You’ve broken the heart of the person you used to love. You feel terrible, regretful, and despise yourself for it.
Your heart shattered for their immense pain and the grief you felt yet find so hard to express.
But you have to forgive yourself, find peace, and get over the guilt of breaking someone’s heart.
There are truthful ways that helped me deal with breaking the other heart, so I’m sharing them with you – and hope you can find healing and beauty underneath this all.
Ways to overcome the guilt of breaking the heart of someone you used to love
Being the heartbreaker can be as devastating as being heartbroken.
While we know it’s not easy for them, it’s heart-wrenching to see the person you care about in pain, begging you to come back.
But with these ways, you can survive the breakup and deal with the guilt that comes with breaking someone’s heart.
1) Be firm on your decision to break up
It’s the journey of your heart.
You know that even if you’ve worked things out, there’s something about your situation that doesn’t feel certain anymore. And that’s the very reason why you leave.
Remind yourself of those whys.
If you’re still unsure of your feelings for your ex – and why you broke up with this person, you’ll get drowned in emotional turmoil.
You’ll only feel more regretful when you question your motivation and decision. Thinking that you’re too harsh to the other person will also lead to further your feeling of guilt and regret.

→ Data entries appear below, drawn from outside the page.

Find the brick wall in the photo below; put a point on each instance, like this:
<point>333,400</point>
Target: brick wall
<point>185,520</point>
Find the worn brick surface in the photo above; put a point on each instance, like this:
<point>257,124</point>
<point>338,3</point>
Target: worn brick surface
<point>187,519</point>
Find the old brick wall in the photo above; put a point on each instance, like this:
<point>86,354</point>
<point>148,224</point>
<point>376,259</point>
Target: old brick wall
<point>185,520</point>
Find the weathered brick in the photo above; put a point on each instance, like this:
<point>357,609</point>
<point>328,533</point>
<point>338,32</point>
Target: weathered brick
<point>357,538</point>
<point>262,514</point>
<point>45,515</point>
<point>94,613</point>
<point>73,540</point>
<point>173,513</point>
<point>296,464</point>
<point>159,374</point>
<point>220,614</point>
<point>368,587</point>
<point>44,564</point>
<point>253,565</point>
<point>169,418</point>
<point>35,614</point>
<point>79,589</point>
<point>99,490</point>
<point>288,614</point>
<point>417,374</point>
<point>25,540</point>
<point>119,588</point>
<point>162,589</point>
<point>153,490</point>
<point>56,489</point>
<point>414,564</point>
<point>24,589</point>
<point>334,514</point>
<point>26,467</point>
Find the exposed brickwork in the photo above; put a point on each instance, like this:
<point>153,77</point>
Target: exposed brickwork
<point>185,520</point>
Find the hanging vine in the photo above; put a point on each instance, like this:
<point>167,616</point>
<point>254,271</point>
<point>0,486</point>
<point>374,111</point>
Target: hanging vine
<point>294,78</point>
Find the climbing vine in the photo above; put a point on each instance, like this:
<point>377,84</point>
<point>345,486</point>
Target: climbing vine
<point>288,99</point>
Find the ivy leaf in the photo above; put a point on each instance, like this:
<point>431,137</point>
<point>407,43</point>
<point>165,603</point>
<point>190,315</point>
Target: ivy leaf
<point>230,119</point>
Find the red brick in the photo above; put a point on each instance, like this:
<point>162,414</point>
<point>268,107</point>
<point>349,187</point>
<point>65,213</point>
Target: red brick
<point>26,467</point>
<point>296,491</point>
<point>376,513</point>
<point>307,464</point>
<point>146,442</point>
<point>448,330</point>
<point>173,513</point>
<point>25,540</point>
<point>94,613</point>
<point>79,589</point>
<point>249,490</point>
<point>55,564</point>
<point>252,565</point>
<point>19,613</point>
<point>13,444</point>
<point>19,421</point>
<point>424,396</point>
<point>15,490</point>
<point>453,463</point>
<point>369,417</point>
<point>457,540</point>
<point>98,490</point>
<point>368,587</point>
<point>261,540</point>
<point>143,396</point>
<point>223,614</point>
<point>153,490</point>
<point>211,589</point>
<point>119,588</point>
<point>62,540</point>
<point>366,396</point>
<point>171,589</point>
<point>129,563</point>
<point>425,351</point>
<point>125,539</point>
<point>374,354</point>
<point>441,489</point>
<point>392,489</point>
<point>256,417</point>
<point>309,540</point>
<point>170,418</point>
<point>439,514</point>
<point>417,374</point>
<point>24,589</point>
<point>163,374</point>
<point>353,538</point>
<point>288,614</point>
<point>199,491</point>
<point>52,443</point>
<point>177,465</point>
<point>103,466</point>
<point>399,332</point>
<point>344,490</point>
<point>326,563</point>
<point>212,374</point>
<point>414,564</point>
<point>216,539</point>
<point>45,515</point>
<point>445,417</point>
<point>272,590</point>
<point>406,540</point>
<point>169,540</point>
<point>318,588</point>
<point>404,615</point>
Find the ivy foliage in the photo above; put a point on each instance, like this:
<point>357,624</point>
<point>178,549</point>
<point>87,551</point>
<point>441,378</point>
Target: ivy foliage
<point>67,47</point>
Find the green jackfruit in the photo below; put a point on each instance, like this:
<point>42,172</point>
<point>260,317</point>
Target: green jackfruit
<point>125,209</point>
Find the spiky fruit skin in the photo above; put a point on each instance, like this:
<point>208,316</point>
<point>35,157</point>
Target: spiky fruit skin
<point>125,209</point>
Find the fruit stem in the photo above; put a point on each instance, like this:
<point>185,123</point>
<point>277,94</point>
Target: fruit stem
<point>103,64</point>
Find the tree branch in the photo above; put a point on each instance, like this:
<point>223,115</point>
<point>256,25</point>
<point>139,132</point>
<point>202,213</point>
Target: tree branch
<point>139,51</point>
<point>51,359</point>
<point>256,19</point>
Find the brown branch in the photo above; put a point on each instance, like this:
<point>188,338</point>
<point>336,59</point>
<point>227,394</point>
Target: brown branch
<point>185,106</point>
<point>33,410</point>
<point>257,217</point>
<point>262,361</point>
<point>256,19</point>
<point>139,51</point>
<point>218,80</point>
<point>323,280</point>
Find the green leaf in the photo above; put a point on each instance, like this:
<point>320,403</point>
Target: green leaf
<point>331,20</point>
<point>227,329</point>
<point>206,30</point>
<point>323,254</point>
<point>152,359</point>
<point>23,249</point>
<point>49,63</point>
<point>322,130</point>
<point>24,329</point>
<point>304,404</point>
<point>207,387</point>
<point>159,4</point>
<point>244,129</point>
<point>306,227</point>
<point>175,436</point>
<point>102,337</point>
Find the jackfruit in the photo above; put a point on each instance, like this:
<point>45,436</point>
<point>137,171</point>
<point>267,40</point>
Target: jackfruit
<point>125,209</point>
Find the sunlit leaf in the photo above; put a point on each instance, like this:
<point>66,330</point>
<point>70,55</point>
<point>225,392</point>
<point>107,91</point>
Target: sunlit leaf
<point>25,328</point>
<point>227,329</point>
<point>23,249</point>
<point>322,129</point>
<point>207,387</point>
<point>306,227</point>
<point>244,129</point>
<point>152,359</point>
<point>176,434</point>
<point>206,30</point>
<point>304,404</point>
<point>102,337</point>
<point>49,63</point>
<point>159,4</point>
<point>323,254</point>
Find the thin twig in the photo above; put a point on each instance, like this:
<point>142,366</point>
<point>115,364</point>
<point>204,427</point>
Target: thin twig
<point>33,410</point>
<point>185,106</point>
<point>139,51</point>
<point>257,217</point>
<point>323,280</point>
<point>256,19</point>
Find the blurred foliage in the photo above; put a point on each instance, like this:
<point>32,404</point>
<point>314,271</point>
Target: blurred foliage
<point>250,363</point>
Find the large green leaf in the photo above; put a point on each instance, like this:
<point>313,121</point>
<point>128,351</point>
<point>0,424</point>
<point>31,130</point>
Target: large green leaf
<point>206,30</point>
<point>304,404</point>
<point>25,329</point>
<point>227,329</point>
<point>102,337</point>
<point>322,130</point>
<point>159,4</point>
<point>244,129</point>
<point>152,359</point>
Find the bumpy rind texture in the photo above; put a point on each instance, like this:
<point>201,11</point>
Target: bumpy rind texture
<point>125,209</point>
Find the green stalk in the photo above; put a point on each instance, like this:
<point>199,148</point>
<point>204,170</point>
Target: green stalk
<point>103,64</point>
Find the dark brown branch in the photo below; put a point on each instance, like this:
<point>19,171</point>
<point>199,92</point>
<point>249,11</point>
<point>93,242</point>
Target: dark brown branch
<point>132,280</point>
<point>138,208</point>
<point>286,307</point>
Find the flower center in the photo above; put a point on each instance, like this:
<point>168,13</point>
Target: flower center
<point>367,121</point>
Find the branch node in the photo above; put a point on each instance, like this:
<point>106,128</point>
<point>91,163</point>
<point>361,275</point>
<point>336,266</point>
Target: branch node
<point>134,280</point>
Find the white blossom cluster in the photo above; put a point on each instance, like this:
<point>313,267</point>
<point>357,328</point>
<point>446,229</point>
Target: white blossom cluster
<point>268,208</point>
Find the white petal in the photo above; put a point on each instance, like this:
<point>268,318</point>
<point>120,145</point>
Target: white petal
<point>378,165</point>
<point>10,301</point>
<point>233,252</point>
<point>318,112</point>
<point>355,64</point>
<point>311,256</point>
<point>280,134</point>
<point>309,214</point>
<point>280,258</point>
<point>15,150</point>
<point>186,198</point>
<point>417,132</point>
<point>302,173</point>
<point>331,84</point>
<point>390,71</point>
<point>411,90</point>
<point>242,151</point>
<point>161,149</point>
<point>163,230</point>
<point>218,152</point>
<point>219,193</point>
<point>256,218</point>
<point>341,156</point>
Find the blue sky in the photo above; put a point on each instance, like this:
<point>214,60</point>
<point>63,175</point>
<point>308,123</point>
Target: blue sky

The key here is: Commit and trust yourself.
Believe that ending the relationship is the best decision for you and your significant ex.
Understand that the aftermath of a breakup is filled with pain and regret. But these feelings mean nothing compared to when you allow your uncertain relationship to continue.
Hurting someone unintentionally also shows that you care for your partner and never want to prolong their pain.
It’s about acknowledging your partner’s right to be in a relationship that they so deserve to have.
Trust that you did the right thing.
2) Be compassionate towards yourself
Loving and being in a relationship with someone is a beautiful odyssey that’s filled with risk.
And leaving someone doesn’t mean that you’re a bad person.
In the first place, no one commits to a relationship wanting to be the heartbreaker. It’s far likely that you did it on purpose.
But at times, people change. Things happen and your heart changes too.
As much as we desire, we can’t go on with the relationship when our hearts become void – when love doesn’t exist anymore.
The decision you’ve made likely makes you uncomfortable nor is it pleasing to other people. But, never punish yourself for doing something that you know is best for you.
While you broke your partner’s heart, your heart shattered too. No one moves away from a breakup intact, without bruises or scars.
It might even be worse because aside from the loss, you’re guilt-ridden.
Falling out of love isn’t easy, it’s painstaking. We don’t control it and we never do it purposely either.
Remember this: Be kind to yourself and practice self-compassion instead.
3) Be aware of your honesty
Saying goodbye to someone you love can feel overwhelming.
Ending a relationship is a painful and difficult process. And the mere fact of telling the person you’re breaking up will inevitably hurt them.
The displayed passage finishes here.